Incluo-me na passagem acima citada.
Tenho uma opinião formada acerca das duas, que ao longo do tempo vai se moldando àquilo que sou exposta.
A força e as contradições por trás das personalidades destas mulheres que procuravam se encaixar nos seus respectivos papéis na vida real sob o escrutínio minucioso de um mundo muito masculino entorpeceram o mundo
Se para nós, mero mortais, é complicado se encaixar num mundo masculino, fazer nossa voz ser ouvida – escrevendo livros, pintando ou apresentando obras de arte – imagina para uma mulher numa posição de poder?
O que deveria ser facilitado, pelo poder exercido, é dificultado pelo escrutínio da mídia a que são submetidas.
O poder da mídia destrói e constrói a imagem que quiser. Expondo e escondendo o que lhe convém no momento adequado.
O pessoal do omelete comenta na resenha:
Diana e Thatcher são os grandes destaques desta temporada de The Crown e é impossível chegar ao final dos episódios sem pensar o quanto a série evoluiu.
A série amadureceu na quarta temporada.
A guerra das Malvinas também ganha cor na quarta temporada.
Recordou-me uma argentina que conheci na viagem à Ha Long Bay.
Comentávamos sobre a necessidade de falar inglês fluentemente e ela me disse que havia estudado em Boston, ao passo que eu havia morado na Inglaterra.
Ela arregalou os olhos e disse que o país era um inimigo da Argentina acrescentando apaixonadamente: “não tenho o menor interesse na Inglaterra, acho o povo arrogante e o país sem graça”.
E falou ainda sobre a morte de argentinos na guerra das Malvinas, criticando a Inglaterra pelo “grito de guerra” e a consequente invasão do território.
Procuro não opinar sobre guerra, política ou religião, especialmente quando viajo.
O solo que pisamos como turistas é sagrado como o coração das pessoas que tocamos na jornada.
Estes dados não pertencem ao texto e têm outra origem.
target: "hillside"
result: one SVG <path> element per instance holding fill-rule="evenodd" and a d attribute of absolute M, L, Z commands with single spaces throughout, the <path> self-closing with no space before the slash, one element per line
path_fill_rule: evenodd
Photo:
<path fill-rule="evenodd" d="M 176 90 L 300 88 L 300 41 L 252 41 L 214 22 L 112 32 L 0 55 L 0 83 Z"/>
A vida política do destino visitado deve ser objeto de discussão dos cidadãos que lá vivem, não palpite de um passante.
Respeito o posicionamento da viajante argentina. Entretanto, não deixo de ter minha opinião.
Por mais ridículo que seja possuir um território além-mar (do outro lado do mundo) como se vivêssemos na época das grandes descobertas, as Malvinas são território britânico.
Defender o território atacando com navios, bombardeios e soldados num momento que a Inglaterra passava por uma recessão não foi a escolha mais inteligente.
Além disso, as vias diplomáticas permaneciam abertas a negociação.
Na série há uma sutil indicação de que o conflito foi iniciado em meio ao desaparecimento do filho favorito em um rali – Paris-Dakar.
Mostra ao espectador como o conflito interno – uma mãe em busca do filho em terras estrangeiras – influenciou a tomada de decisão.
Ainda assim, repito: o território pertence ao Reino Unido.
Defendemos nossa casa como nossas opiniões, não é assim?
A quarta temporada é de longe a melhor até agora, com o carisma dos personagens brilhantemente interpretados pelos atores.
A profundidade emocional desenhada de maneira delicada e os tons sutis como a caça ao cervo imperial.
A recepção dos membros da realeza não tem sido das melhores.
Ficaram incomodados com o retrato da monarquia apresentado pela série, mas como mencionado acima não é um documentário.
Mesmo que você não morra de amores pela monarquia vale assistir.
Nem que seja pela polêmica gerada em torno do assunto!
Boa jornada e boa semana acompanhando as repercussões da quarta temporada de The Crown!
*Pint é antiga medida inglesa e corresponde a 568 ml.
Parei na metade porque ainda não assisti a quarta temporada rs.
Quando terminar volto aqui para ler o resto 😉
Sim, tem muito spoiler. Aliás o texto inteiro é spoiler 😉 . Depois me conta o que achou. Beijos e boa temporada.